What about intentional information, like a sentence that means something? Some biologists argue that natural selection programs DNA with instructions, just as an engineer programs a computer. But natural selection has no mind. It can’t intend anything. Moreover, a random mutation that happens to be useful would still affect development in the same causal way, but it wouldn’t count as “programmed” by selection. So the metaphor doesn’t hold up under that reading either.
A growing number of philosophers suggest replacing information talk with straightforward causal language. Genes are actual difference makers: when two versions of a gene exist in a cell, their difference leads to different RNA molecules. Genes are special, however, because they are causally specific — many small changes in DNA sequence produce many specific changes in the RNA and protein sequences, like a dimmer switch with a thousand settings rather than just on/off. Other causal players, like enzymes, are more like on/off switches. This gives genes a distinctive, but not superior, role. They aren’t the master controller; they are one very precise dial in a vast network of causes.
Why This Matters for How You See Yourself

These philosophical puzzles aren’t just for academics. The language of genes as information shapes how we think about intelligence, illness, and identity. If genes are the “blueprint,” then we might imagine our future is written in our DNA. But if genes are just one kind of specific cause among many, that picture loses its power.
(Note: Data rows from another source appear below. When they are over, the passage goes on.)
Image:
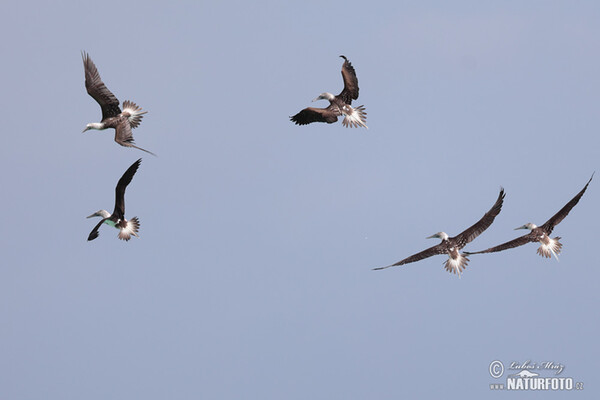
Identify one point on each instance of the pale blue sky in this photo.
(252, 276)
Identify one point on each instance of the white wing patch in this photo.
(357, 117)
(456, 265)
(549, 247)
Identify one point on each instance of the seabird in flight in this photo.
(542, 233)
(112, 116)
(117, 218)
(452, 245)
(339, 105)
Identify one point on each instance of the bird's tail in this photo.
(135, 147)
(131, 228)
(357, 117)
(135, 113)
(552, 247)
(456, 265)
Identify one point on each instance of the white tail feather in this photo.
(135, 113)
(356, 117)
(131, 228)
(456, 265)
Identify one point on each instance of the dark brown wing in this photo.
(477, 229)
(124, 137)
(94, 233)
(119, 211)
(310, 114)
(350, 91)
(559, 216)
(520, 241)
(432, 251)
(98, 90)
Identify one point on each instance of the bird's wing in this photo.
(311, 114)
(559, 216)
(432, 251)
(98, 90)
(120, 189)
(520, 241)
(350, 91)
(477, 229)
(94, 233)
(124, 136)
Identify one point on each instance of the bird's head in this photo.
(439, 235)
(528, 225)
(100, 213)
(93, 125)
(324, 96)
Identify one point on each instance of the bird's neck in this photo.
(96, 125)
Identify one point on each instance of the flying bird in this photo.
(542, 233)
(117, 218)
(112, 116)
(452, 245)
(339, 105)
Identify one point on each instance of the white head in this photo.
(439, 235)
(325, 96)
(100, 213)
(528, 225)
(93, 125)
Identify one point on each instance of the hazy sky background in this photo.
(252, 276)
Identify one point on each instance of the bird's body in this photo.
(117, 218)
(339, 105)
(112, 116)
(452, 245)
(541, 234)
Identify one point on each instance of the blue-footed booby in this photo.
(112, 116)
(542, 233)
(339, 105)
(452, 245)
(117, 218)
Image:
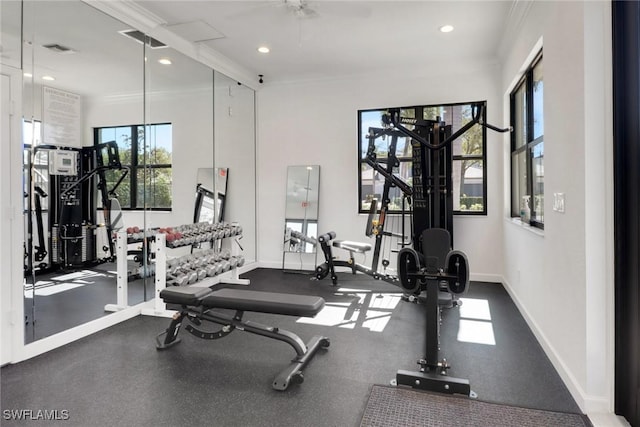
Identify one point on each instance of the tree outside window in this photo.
(148, 184)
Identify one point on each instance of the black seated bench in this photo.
(197, 304)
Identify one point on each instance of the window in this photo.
(469, 158)
(527, 144)
(148, 157)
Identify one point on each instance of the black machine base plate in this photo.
(433, 382)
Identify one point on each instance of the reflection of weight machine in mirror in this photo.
(66, 185)
(301, 216)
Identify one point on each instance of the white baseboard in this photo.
(588, 404)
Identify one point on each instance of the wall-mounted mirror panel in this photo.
(211, 191)
(301, 217)
(116, 133)
(235, 152)
(70, 62)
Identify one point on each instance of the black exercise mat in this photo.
(392, 406)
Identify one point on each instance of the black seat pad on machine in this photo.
(245, 300)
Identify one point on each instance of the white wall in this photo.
(316, 123)
(235, 149)
(561, 278)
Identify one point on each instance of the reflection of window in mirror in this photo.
(210, 195)
(301, 214)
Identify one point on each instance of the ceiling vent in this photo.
(58, 48)
(141, 37)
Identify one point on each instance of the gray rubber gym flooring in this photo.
(117, 377)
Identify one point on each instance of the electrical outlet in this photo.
(558, 202)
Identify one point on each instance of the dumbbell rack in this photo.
(160, 253)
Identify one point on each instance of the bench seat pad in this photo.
(184, 295)
(264, 302)
(352, 246)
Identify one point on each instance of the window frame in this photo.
(135, 165)
(408, 159)
(530, 143)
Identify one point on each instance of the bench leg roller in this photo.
(293, 373)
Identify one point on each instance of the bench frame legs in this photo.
(195, 317)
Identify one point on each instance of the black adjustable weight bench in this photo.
(196, 305)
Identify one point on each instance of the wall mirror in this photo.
(301, 217)
(211, 192)
(105, 104)
(71, 64)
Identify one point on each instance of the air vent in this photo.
(141, 37)
(58, 48)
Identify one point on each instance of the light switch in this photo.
(558, 202)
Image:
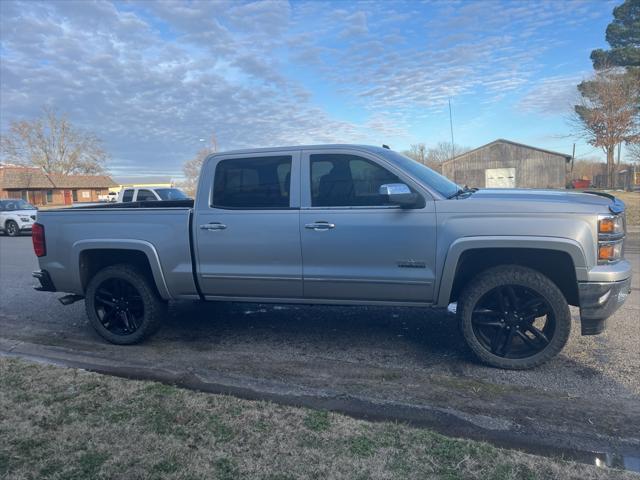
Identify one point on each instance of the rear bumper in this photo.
(46, 284)
(600, 300)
Biologists defend centering research on genes for a pragmatic reason: genes are incredibly useful handles for manipulating biological systems. By tweaking a specific gene, you can trace a whole chain of effects. That practical power doesn’t require believing genes are the ultimate directors of life. So the next time someone says you have a “gene for” a talent or a disease, you can ask: what exactly is that gene, and what is it doing? The answer might be more complicated — and more interesting — than any simple blueprint.
Think about it
- If every trait has many causes, including genes, environment, and chance, is it ever fair to say a person is “born that way”?
- Suppose scientists could perfectly predict your height from your DNA sequence alone. Would that mean your nutrition during childhood didn’t matter?
- When you describe a piece of music as a “code” for a feeling, are you using a metaphor? How is that similar to calling DNA a “code” for life?